Statistical Explanation
[科学的説明に関する論議について、Salmon (1990) の末尾に1989年までの年代順の文献表があるので大変参考になる。ここでは、統計的説明の分析が比較的新しいことを注意しておく。]
For the history of the discussion of scientific explanation in recent philosophy of science, Wes Salmon (1990) is the most definitive work. According to him, the models for statistical explanation appeared in 1962.
In an ariticle entitled "The Stochastic Revolution and the Nature of Scientific Explanation," Nicholas Rescher (1962) made an eloquent pleas for an extension of the concept of scientific explanation beyond the limits of deductive explanation. ...
The most important development to occur in the second decade (1958-1967) of our chronicle---the explicit treatment of statistical explanation---had its public inception in 1962. Although Rescher clearly recognized the inductive character of such explanations, neither he nor any of several other authors who recognized the legitimacy of statistical explanation offered an explicit model. ... Hempel appears to have been the first to notice the profound difficulties involved in statistical explanation, in particular, the problem of ambiguity, over which he labored long and hard.
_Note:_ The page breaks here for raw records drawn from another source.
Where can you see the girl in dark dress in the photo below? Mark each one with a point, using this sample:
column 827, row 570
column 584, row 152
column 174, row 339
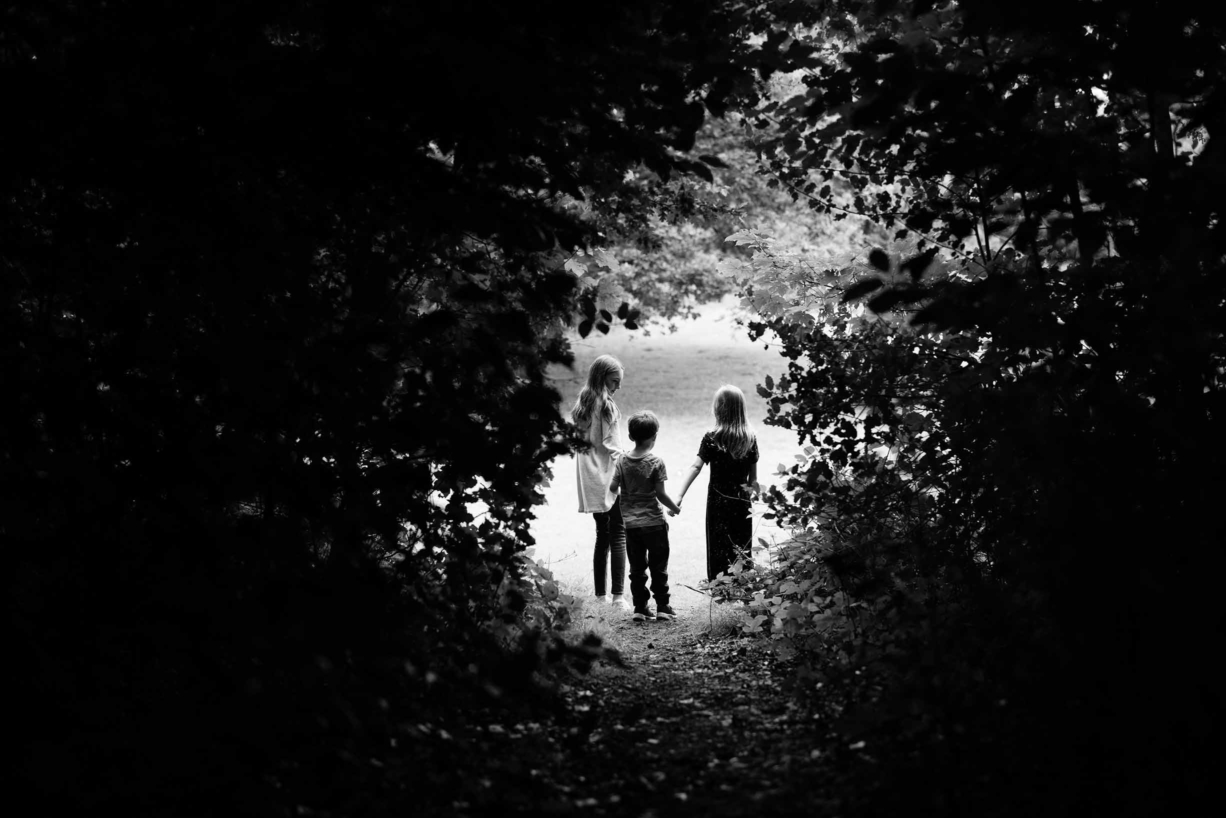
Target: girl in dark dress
column 732, row 450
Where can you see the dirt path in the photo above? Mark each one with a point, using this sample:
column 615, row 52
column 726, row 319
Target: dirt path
column 689, row 724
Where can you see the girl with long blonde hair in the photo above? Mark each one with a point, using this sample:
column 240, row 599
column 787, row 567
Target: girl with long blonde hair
column 596, row 413
column 732, row 450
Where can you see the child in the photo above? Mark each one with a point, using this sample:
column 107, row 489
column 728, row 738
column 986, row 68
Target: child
column 597, row 415
column 732, row 450
column 640, row 477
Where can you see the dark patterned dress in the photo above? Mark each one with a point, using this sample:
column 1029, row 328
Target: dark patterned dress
column 728, row 525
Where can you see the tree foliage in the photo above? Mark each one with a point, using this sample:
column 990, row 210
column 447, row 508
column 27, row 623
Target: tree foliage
column 1007, row 491
column 280, row 282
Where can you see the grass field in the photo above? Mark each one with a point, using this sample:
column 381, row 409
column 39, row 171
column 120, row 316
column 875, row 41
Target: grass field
column 674, row 375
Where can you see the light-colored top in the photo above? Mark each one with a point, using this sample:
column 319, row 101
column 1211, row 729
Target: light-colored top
column 635, row 478
column 595, row 466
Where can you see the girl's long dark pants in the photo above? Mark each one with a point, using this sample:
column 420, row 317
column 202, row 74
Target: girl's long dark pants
column 647, row 550
column 609, row 550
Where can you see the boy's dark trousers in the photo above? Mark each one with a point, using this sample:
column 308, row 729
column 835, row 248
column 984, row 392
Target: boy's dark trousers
column 647, row 548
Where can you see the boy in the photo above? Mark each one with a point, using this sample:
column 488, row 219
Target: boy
column 640, row 477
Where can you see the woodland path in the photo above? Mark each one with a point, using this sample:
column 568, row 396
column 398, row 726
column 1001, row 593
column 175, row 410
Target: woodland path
column 687, row 724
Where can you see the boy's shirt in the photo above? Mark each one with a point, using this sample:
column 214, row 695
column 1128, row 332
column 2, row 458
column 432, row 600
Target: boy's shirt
column 635, row 478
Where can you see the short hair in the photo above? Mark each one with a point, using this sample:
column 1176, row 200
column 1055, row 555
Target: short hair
column 643, row 426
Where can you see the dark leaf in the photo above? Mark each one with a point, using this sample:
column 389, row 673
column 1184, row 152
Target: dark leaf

The first explicit model was offered in his "Deductive-Nomological vs. Statistical Explanation" (1962) in volume III of Minnesota Studies. ... In this paper, Hempel deals with statistical explanations of particular facts ... and characterizes what he later calls the inductive-statistical (I-S) Model. (Salmon 1990, 50-51)
[Hempel's 1962 Paper, the first page]
References
Hempel, C. G. (1962) "Deductive-Nomological vs. Statistical Explanation", Minnesota Studies in the Philosophy of Science, Vol. III, University of Minnesota Press, 1962.
Rescher, Nicholas (1962) "The Stochastic Revolution and the Nature of Scientific Explanation," Synthese 14, 1962.
Salmon, Wesley C. (1990) Four Decades of Scientific Explanation, University of Minnesota Press, 1990. [Originally in Minnesota Studies, Vol. XIII, 1989.]